Going south from Burkina Faso, we enter Ghana. Salaga, in the north of the country, was sometimes referred to as the 'Timbuktu of the South,' due to the twin attributes both towns shared – trade and scholarship. One of the outstanding figures of the 19th century in Salaga, was a scholar of Nigerian descent, al-Hajj Umar, who was a founder of the schools there. Thought to have had advanced knowledge in Greek philosophy as well as Arabic poetry, he later relocated to Kete Krachi; becoming a paramount figure in the establishment of that town as a centre of learning.

The Ivory Coast, which shares a border with Ghana, was also home to hubs of studying such as Bondouku and Kong, both founded in the early 18th century. The learning in these towns was generated by the teachings of Mande lineages in for example Kamagahte, Saganago and Timate. As well as being trading emporiums specialising in gold and kola nuts, they were well-known centres of learning, known for their teaching of Maliki law. Of the four recognised schools of Islamic law, the majority of Islamic West Africa follows the Maliki branch.

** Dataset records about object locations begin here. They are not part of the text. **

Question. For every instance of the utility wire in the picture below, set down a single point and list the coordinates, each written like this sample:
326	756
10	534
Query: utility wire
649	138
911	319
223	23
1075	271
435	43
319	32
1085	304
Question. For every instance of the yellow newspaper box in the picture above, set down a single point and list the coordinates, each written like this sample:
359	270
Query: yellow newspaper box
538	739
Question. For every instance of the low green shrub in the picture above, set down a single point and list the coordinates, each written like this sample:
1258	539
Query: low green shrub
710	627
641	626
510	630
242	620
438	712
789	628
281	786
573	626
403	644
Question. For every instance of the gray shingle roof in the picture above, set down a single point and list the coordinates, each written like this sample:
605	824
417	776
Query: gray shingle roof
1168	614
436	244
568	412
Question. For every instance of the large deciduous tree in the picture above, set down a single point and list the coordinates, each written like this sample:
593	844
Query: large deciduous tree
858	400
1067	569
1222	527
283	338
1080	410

Staying on a westerly path, we find ourselves in the Sierra Leonean hinterland. In 1831, in a town called Gbile, in northern Sierra Leone, Fode Ibrahim Tarawali founded a school of higher learning. In an article by David E. Skinner, we are informed that the esteemed Pan African pioneer Edward Blyden, when passing through the area in 1872, said of the school, that:

'Billeh is a sort of University town – the Oxford of this region... The president of this institution is Fode Tarawally, celebrated throughout the country for his learning...”


Going north of Sierra Leone, passing through Guinea, we make a stop in the Senegambian region. In 1611, Khaly Amar Fall founded the widely honoured Pir Saniokhor University in Senegal. Senegalese notables such as Omar ibn Said, Malik Sy (founder of Bundu) and El Hajj Umar Tall studied at Pir, as well as the Gambian mystic Mass Kah, who founded his own settlement and school in his homeland, which he called Medina.

East of Senegal is Mali. The country that produced centres of learning, such as Jenne, where the Bagayogo lineage hails from and Kabura. Kabura is celebrated for being the hometown of the Fulani teacher Moddibo al-Kaburi, a pioneering figure of the Timbuktu scholarship, which produced alumni such as Ahmed Baba, the eminent scholar of 16th century Timbuktu. Some referring this period to its “Golden Age.”


Thus if Timbuktu was the bright star, the central phenomenon in the teaching constellation, the other centres of learning we have briefly visited were complimentary satellites of often equal brilliance.